My left arm has burning and bruised lumps all over. 
I am flabbergasted at myself. Even though my arm is hurting and my veins keep collapsing on me, I still want to stick a needle in my arm. It's sickening to me. What sickens me more that I still want to slam dope. I'm craving it even tough it pisses me off, I can't get loaded the way I want. I know some ....well actually all the dope is not good right now. I miss the good shot from back in the day, peanut butter  lemon stop. That shit was good. Now it's all shards and powder of shot  that barely doubles back. I miss the triple back good dope.  A whole T wasted down my sink drain along with my blood. But here I am wanting to do it. Smoking shot is just not doing it form . I want to do an issue that will drop me to my knees while I fun my pants. Now that is the kind of shot I have been chasing. 
I started main lining when I was 21. Back than I didn't care that my arm where brused and all ducked up. Now I care , I have kids I don't need their teacher, coach, or den leaders noticing my track marks, bruises, and lumps on my arm. I broke all the points that I had. Seeing my arms right now is some what helping. Arms are in too much pain. I've Been applying heat and preparation H trying to get this all to go away. Never got the high I wanted and probably won't. Slamming changes me. I snap to easy. 

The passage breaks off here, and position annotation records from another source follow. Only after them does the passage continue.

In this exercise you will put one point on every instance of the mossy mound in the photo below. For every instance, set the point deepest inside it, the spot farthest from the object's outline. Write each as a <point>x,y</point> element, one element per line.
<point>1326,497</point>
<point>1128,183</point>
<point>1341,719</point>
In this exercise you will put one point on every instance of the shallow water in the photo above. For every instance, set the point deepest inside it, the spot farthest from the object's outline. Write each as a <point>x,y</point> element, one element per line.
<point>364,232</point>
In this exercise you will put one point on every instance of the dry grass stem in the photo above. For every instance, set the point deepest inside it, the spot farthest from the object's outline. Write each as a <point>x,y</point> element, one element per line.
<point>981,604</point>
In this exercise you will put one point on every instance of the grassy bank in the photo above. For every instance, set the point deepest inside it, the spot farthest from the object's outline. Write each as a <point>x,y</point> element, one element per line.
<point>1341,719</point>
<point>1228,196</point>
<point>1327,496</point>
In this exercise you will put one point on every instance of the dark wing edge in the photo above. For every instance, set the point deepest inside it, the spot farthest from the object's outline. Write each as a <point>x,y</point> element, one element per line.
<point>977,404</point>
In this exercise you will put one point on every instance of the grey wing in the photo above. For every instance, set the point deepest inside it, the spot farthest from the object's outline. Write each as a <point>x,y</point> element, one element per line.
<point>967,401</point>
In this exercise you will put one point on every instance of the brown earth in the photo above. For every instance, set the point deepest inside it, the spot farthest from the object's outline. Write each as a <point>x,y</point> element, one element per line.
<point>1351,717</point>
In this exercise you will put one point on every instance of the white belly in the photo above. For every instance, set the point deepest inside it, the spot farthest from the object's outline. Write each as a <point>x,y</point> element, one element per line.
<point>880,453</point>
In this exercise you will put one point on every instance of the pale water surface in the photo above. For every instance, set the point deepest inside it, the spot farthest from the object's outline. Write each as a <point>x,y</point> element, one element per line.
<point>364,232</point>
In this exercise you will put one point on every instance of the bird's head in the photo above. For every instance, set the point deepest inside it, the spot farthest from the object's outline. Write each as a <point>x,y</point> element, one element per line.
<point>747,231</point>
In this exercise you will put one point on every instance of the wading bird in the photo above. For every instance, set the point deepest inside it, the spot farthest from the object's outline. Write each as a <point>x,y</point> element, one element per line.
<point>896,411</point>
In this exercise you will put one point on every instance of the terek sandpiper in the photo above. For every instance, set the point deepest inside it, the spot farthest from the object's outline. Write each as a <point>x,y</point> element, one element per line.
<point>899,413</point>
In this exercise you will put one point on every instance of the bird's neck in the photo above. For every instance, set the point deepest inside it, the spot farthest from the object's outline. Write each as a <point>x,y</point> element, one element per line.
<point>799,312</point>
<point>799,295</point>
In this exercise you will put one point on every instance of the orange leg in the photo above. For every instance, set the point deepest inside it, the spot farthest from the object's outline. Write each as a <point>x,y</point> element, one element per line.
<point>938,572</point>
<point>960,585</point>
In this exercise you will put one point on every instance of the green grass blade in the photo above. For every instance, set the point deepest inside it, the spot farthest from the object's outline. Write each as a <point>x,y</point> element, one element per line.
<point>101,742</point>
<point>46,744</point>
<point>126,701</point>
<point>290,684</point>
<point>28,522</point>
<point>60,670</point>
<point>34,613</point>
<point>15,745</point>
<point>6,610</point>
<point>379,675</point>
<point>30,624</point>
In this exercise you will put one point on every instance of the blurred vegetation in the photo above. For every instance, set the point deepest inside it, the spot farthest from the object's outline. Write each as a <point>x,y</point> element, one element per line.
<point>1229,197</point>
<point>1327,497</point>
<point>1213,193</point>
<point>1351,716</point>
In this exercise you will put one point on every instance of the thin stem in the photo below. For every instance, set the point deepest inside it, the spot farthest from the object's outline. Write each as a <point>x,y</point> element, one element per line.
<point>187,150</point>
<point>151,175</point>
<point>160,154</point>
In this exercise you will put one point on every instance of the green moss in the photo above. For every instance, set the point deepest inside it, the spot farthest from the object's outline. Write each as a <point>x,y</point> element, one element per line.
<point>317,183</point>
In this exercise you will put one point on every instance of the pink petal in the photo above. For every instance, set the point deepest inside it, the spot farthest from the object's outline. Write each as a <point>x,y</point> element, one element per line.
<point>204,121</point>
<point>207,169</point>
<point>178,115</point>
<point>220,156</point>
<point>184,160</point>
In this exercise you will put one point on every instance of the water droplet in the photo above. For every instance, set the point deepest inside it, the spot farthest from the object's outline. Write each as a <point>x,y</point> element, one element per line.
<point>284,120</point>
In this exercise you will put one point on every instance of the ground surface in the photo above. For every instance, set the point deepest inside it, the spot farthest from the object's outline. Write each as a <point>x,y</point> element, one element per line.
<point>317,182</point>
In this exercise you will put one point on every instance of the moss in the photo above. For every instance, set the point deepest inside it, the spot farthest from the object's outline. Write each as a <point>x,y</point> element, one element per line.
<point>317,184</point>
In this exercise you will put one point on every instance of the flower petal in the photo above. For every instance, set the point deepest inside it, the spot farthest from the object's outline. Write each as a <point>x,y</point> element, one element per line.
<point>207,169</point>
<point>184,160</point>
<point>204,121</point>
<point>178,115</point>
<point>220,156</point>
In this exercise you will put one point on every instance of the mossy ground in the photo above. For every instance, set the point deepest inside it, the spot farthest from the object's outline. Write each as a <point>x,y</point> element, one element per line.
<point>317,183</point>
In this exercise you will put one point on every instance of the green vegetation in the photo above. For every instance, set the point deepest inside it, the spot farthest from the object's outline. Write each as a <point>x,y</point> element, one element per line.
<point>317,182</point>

Tuesday, September 3, 2013

slammin dope even though it messing my arm up.

im sitting here with a swollen wrist from mainlining meth and either my viens are clapsing while im shooting dope or I move just a little and end up missng. Even though my wrist is fucked I keep shooting up meth. Im f-ing crazy. Why not smoke it, snort it or ear it? The honest truth is that im addicted to.the needle, the sad thing is that I've o.ly been doi.g this for a few weeks now. It is all I think about, watching the needle go in and and than when you get ingo thd vien, watching the blood shoot up. I get off on that, love sesing that, pretty sick huh? I know doing dope is wrong. I know its slowly killing me. I have hep c, and bad kidneys and that doesn't even stop me. I go crazy in my head, writing my thoughts down seems tohelp me get thought it.